Huginn - unequal matches (& adding images to the RSS output)
Scraping RSS feeds for useful summaries is a great use of Huginn, but there is a bit of a problem when you get some items in the feed that either have an image, or maybe have more than one. The scraper expects a single set of data items for each event that's extracted, & gets grumpy if things don't match.
I walked through iterating a redlib RSS feed to get the list of comments in this post.
Since then I've been able to add a few new tricks to the armoury for extracting data from RSS items...
First: Reading Nested Data
The trick is the xpath used in the Huginn data extraction can be used in the values extracted & not just the path to the values! So, '../@text' gives you the @text from the parent of the @xmlUrl
{
"expected_update_period_in_days": "365",
"url": "https://path.to.my.opml",
"type": "xml",
"mode": "on_change",
"single_array": "true",
"extract": {
"opml_group": {
"xpath": "//outline/outline",
"value": "concat(../@text,'~', @xmlUrl)"
}
}
The '~' in the concat() can be changed to any separator you fancy - extraction like this gives you a string without a way to parse the 2 parts in your liquid template in the later agents otherwise.
Second: creating arrays from a string for use in Huginn Output
Using the technique above will get a set of entries separated by "~". If those are URLs & you want to pass them on as an array then you've got to convert this delimited string into an array. Huginn has a nice option that allows this.
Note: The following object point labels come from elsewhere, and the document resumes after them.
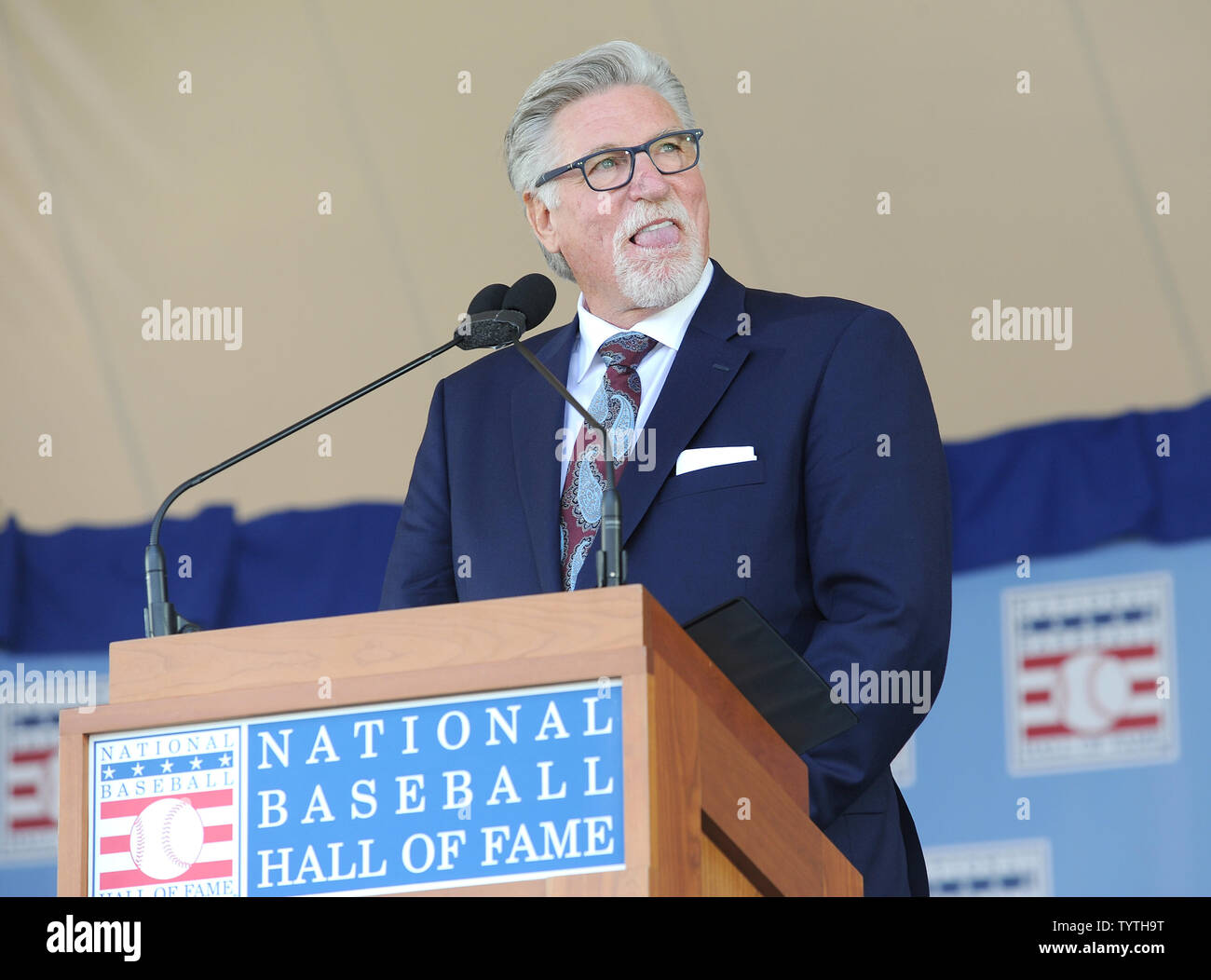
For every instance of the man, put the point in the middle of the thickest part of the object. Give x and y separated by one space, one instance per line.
823 498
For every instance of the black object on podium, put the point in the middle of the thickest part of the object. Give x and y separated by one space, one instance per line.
770 674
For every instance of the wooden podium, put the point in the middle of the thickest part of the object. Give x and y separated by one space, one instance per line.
714 801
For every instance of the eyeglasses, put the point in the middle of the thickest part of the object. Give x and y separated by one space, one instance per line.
609 170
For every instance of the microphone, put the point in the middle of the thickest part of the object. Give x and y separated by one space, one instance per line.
500 314
160 618
532 298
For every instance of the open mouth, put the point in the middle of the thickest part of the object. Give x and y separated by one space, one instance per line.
660 234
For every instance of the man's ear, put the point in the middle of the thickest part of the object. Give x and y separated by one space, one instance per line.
540 220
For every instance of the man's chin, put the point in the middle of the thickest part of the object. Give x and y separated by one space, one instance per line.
655 279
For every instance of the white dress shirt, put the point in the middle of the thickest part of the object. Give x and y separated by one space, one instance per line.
586 370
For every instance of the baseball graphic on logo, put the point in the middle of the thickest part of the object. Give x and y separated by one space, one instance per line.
166 838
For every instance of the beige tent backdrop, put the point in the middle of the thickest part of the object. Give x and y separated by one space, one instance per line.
126 184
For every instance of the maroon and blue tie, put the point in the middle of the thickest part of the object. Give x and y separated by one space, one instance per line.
617 406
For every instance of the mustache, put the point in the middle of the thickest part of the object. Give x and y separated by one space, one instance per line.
674 214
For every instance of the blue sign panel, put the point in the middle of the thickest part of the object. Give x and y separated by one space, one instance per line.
499 786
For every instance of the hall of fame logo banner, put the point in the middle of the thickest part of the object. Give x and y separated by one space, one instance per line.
1090 677
396 797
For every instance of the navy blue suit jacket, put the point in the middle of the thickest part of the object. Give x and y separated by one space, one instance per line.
848 549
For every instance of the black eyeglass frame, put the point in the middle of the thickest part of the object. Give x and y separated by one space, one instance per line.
633 153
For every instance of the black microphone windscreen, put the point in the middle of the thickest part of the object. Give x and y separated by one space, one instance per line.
488 298
533 295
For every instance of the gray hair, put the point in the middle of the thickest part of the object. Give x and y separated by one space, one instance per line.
529 142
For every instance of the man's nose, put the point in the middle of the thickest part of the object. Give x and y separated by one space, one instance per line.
646 181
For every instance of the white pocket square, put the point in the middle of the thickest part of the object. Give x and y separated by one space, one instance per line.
714 456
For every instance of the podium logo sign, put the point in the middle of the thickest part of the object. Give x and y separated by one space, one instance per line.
403 796
1089 674
165 810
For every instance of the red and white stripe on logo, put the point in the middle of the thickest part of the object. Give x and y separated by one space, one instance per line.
1089 692
116 865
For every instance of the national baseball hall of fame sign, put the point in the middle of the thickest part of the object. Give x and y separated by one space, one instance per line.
395 797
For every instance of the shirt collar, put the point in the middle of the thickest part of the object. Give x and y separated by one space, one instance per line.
666 326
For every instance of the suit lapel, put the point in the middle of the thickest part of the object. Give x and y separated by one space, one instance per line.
537 416
705 366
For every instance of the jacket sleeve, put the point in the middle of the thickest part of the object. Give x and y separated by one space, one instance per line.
420 571
878 524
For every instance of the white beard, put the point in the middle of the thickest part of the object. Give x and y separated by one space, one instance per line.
664 279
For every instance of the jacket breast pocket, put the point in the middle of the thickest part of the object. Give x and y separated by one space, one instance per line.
714 477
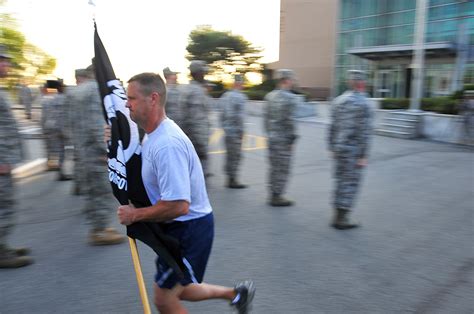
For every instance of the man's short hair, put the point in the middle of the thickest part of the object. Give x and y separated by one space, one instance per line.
151 83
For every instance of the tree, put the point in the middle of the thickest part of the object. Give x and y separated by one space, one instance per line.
225 52
27 59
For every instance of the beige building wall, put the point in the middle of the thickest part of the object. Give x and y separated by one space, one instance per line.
307 42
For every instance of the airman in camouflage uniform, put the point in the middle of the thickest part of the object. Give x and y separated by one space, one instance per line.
25 99
195 119
93 150
281 130
55 128
10 154
173 111
50 122
232 119
77 117
349 135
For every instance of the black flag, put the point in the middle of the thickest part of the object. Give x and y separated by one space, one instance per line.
124 159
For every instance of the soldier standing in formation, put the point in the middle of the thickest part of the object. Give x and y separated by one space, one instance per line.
50 123
195 120
281 130
93 154
349 135
10 154
59 136
25 99
173 110
76 117
233 107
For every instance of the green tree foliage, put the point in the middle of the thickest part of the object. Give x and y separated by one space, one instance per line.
223 51
27 59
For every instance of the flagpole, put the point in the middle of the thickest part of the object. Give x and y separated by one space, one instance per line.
138 272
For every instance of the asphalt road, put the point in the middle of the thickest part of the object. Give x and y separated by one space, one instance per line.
413 254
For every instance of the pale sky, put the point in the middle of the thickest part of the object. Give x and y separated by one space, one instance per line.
140 35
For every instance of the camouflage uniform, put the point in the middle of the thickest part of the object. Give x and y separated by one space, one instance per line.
195 120
92 152
349 135
233 106
10 154
77 118
50 122
281 131
173 110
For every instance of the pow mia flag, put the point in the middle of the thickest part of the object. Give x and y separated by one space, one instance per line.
124 159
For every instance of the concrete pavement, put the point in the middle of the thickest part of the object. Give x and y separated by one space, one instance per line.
413 254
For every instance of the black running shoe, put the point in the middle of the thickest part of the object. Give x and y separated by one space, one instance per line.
246 292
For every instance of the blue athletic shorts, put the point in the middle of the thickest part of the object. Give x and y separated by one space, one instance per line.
195 237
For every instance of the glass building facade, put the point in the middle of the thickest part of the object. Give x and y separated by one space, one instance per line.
377 36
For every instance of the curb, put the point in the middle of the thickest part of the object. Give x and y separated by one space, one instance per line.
30 168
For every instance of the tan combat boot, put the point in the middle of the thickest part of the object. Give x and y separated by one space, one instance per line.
341 220
279 201
14 258
232 183
107 236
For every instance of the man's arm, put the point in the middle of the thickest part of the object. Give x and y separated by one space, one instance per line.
160 212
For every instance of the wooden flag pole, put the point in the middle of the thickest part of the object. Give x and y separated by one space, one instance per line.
138 272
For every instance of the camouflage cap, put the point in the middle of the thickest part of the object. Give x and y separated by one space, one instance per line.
238 78
3 52
81 73
198 66
284 74
167 72
356 75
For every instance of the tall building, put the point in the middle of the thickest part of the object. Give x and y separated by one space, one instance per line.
377 36
307 43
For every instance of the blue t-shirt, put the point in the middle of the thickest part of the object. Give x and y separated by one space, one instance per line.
171 170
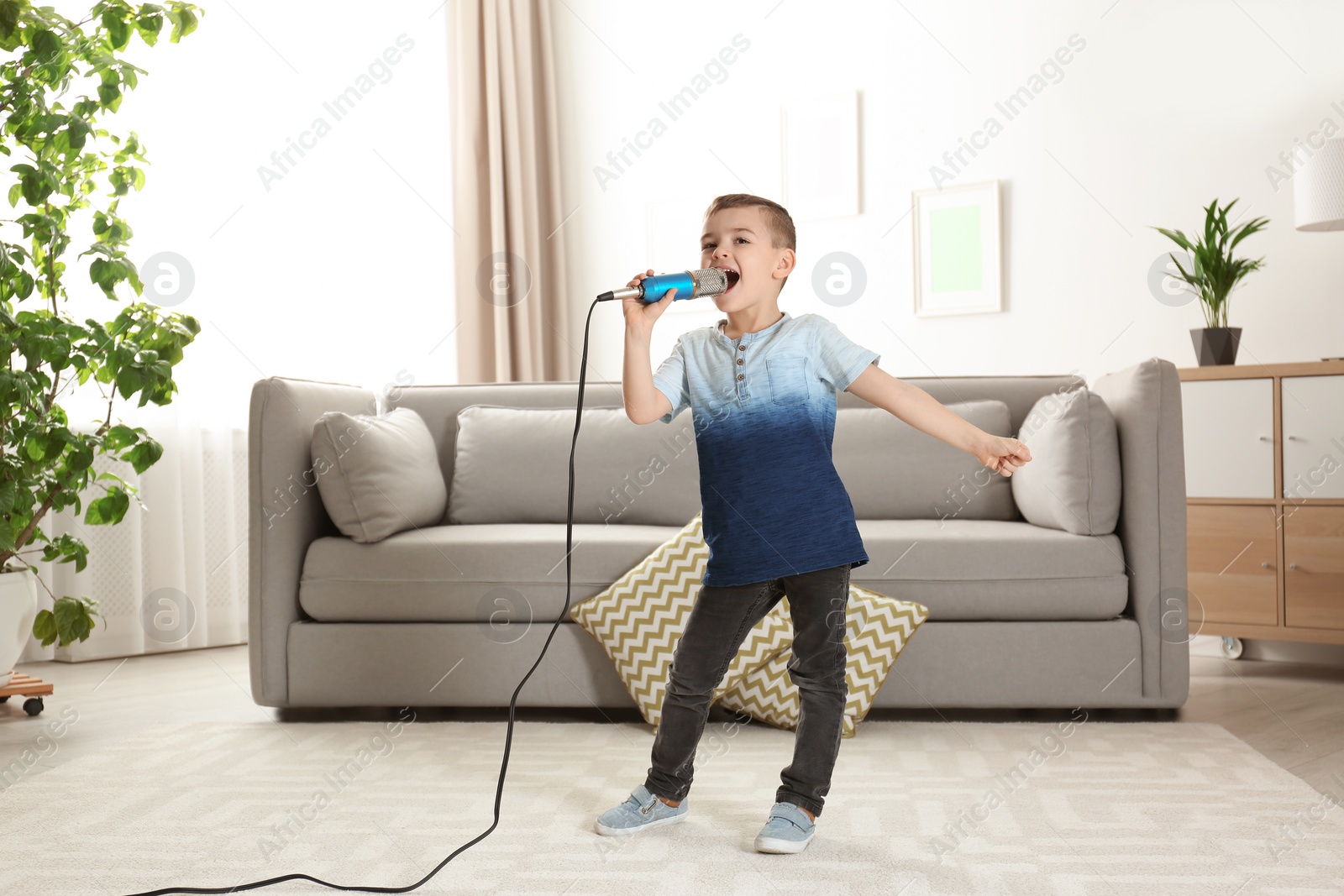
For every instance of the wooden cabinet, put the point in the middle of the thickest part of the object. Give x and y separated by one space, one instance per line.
1265 500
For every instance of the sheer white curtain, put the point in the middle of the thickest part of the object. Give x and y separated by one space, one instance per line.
171 575
309 192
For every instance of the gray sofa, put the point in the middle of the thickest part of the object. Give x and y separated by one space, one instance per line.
1021 616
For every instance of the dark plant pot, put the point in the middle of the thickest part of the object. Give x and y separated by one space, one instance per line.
1216 344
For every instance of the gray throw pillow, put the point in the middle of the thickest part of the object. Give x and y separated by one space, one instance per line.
1073 479
378 474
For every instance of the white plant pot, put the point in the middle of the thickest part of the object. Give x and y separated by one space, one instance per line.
18 610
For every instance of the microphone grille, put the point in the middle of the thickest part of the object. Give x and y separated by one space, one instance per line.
710 281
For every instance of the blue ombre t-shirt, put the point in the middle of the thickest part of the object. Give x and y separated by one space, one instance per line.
764 409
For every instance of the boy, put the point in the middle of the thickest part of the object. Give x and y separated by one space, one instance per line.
776 517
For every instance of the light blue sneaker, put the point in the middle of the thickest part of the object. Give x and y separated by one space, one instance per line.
788 831
642 810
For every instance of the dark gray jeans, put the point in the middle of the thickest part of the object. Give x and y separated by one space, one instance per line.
718 625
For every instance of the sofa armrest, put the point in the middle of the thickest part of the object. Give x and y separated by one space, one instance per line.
286 515
1146 399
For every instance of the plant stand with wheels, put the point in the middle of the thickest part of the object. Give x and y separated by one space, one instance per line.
33 688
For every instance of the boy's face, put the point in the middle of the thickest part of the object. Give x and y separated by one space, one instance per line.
738 239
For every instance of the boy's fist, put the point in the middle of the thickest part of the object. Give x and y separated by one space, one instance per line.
640 315
1003 456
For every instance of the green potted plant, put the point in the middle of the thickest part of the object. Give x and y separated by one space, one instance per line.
1213 275
60 167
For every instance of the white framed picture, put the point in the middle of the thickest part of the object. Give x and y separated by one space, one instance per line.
820 164
958 262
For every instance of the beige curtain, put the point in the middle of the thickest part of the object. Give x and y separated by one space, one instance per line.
508 241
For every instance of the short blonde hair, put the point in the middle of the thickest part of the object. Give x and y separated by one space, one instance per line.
777 217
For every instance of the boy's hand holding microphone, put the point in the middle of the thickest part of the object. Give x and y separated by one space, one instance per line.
640 315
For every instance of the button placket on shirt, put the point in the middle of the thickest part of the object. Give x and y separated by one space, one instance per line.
743 389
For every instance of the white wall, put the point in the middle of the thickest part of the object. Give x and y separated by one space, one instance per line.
1167 107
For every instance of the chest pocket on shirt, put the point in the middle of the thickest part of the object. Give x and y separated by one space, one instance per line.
790 379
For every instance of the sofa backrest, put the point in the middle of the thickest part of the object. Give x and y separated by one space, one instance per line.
916 473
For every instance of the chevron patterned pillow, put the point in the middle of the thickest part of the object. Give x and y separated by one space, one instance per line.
643 614
877 629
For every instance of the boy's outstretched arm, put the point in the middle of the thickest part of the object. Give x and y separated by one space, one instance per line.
925 412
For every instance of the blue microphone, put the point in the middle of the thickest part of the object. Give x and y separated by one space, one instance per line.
689 284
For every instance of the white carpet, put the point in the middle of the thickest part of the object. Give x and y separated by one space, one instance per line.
1099 808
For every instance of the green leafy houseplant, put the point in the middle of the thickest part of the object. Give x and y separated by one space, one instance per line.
1214 271
45 464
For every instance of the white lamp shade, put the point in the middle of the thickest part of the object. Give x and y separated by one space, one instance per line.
1319 188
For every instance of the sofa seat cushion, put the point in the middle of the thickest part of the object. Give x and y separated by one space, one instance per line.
468 573
995 570
972 570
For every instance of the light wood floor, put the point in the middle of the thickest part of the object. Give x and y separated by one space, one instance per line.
1290 712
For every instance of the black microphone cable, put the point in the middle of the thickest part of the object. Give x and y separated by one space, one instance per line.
508 739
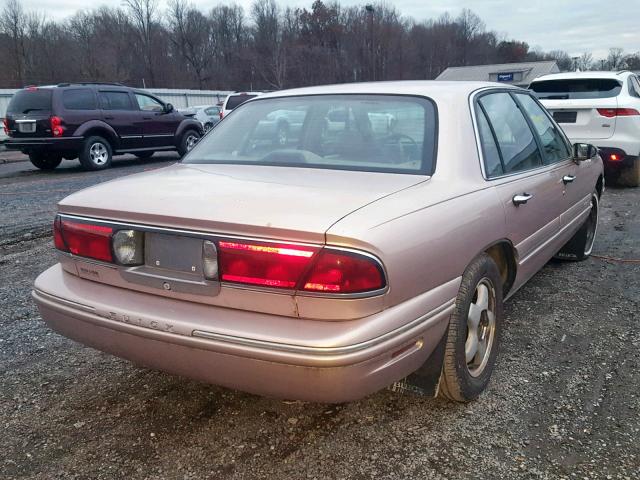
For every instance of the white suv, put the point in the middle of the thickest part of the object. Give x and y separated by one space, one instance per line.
235 99
601 108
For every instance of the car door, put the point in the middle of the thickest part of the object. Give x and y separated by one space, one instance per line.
118 112
557 151
158 126
530 191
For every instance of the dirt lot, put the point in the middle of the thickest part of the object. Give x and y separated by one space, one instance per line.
563 403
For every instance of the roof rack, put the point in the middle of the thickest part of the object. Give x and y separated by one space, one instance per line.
67 84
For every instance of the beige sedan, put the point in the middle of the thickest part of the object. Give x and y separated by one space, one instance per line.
355 255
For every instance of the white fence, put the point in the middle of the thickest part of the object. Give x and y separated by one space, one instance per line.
179 98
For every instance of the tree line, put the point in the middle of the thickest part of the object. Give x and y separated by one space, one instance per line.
268 47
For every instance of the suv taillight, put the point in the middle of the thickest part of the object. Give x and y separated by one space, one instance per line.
83 239
307 268
618 112
56 126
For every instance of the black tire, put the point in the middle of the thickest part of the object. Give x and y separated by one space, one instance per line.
95 154
282 134
581 244
185 145
630 176
45 161
463 380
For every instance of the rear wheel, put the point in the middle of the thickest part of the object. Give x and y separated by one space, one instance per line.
45 161
474 332
581 244
188 141
96 154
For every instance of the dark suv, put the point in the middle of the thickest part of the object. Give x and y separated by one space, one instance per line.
93 122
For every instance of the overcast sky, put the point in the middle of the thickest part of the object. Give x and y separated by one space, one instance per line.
576 26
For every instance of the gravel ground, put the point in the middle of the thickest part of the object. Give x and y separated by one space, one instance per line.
564 401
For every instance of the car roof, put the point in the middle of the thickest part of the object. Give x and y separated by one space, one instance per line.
428 88
590 74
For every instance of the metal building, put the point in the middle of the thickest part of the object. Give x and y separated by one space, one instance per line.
519 74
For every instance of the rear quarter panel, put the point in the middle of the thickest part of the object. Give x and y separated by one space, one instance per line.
428 234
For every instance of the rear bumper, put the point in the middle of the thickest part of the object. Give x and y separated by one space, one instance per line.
312 372
26 144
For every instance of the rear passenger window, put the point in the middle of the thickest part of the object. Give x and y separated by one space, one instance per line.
490 153
516 142
555 149
79 99
115 101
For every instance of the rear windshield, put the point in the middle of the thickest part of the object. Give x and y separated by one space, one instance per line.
376 133
576 88
235 100
27 101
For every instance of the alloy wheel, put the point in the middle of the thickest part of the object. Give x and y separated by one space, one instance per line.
98 153
481 327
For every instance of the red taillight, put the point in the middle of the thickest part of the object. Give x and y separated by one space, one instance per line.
269 265
344 272
58 240
298 267
83 239
56 126
618 112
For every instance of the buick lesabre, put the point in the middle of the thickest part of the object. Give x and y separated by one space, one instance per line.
324 266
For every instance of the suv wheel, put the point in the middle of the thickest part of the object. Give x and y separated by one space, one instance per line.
45 161
96 154
188 141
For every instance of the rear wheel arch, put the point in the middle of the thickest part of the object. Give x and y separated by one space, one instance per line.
600 186
109 136
504 256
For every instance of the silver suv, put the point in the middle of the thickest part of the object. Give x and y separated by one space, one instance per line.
601 108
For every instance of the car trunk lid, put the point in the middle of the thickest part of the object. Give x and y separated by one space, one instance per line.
292 204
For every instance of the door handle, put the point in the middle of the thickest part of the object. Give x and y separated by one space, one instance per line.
521 198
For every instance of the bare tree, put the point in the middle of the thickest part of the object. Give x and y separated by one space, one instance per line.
13 23
144 16
191 34
615 59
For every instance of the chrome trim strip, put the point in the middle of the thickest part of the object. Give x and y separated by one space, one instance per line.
64 301
283 347
555 236
207 236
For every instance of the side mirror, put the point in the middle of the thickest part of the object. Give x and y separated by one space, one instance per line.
584 151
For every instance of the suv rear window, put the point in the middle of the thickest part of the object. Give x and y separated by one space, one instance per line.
30 100
79 99
235 100
576 88
373 133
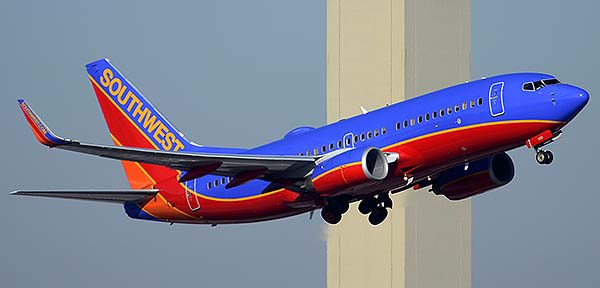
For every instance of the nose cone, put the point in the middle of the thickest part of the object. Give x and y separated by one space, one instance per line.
582 98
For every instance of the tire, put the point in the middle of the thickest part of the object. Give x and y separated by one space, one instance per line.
377 216
541 157
366 205
549 157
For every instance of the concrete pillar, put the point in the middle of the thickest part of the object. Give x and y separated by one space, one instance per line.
386 51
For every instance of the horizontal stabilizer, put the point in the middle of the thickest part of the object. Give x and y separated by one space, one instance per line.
114 196
197 163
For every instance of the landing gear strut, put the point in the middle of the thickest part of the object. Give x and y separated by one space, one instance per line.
544 157
376 207
333 210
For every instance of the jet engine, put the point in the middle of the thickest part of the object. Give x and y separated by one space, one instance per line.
480 176
347 169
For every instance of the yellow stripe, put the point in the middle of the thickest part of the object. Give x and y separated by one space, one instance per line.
335 169
389 147
469 127
228 199
174 208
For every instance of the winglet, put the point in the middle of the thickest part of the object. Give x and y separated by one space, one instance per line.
40 130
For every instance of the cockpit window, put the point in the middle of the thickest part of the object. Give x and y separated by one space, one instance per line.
532 86
538 85
552 81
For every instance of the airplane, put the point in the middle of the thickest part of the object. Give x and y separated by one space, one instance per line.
453 140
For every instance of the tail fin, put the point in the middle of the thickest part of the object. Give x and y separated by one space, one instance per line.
133 121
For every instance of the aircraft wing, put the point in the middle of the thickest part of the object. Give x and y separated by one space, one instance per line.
268 167
114 196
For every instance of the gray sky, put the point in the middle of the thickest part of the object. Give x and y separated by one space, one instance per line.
542 229
241 73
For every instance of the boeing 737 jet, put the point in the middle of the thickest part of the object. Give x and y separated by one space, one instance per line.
453 140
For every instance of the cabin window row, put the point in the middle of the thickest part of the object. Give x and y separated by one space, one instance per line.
340 144
221 181
441 113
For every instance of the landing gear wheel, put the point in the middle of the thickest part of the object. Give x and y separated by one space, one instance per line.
378 215
330 215
544 157
549 157
386 201
342 206
366 205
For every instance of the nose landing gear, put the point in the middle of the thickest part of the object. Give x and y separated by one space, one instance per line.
544 157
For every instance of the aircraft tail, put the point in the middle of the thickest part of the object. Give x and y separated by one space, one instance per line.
133 121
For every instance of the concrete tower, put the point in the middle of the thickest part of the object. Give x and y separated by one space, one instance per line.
386 51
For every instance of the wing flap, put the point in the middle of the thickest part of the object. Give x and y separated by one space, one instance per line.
113 196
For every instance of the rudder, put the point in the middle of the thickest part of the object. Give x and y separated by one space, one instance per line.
133 121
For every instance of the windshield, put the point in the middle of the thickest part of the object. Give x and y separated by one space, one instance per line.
532 86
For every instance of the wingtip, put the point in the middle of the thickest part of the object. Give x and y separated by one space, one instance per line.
39 129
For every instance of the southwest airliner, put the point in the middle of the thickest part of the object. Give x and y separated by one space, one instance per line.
453 140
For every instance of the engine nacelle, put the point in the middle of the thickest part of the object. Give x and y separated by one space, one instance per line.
347 169
481 176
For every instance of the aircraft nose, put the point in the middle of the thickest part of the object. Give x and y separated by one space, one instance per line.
582 99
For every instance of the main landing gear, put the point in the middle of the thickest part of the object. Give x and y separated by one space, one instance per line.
376 207
333 210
Below is a section of an event formatting agent that adds a title to posts (typically scraped from Mastodon) which have no title - by using the first few words from the main text. It tidies up the content by removing html tags &, importantly for this discussion, it splits the "media" field (a ~ delimited list of image URLs) & returns an array that can be passed on for sharing later.
{
"instructions": {
"title": "{{title}}{% if title == nil %}{{content | strip_html | truncatewords: 8, '' }}{%endif%}{% if title == '' %}{{content | strip_html | truncatewords: 8, '' }}{%endif%}",
"content": "{{content | strip_html }}",
"image": "{{ media | split: '~' | as_object}}"
},
"mode": "merge"
}
When you get to the data output agent then don't forget that the image field needs to be presented as an array & not just text!
i.e.
"image": "{{image | as_object}}"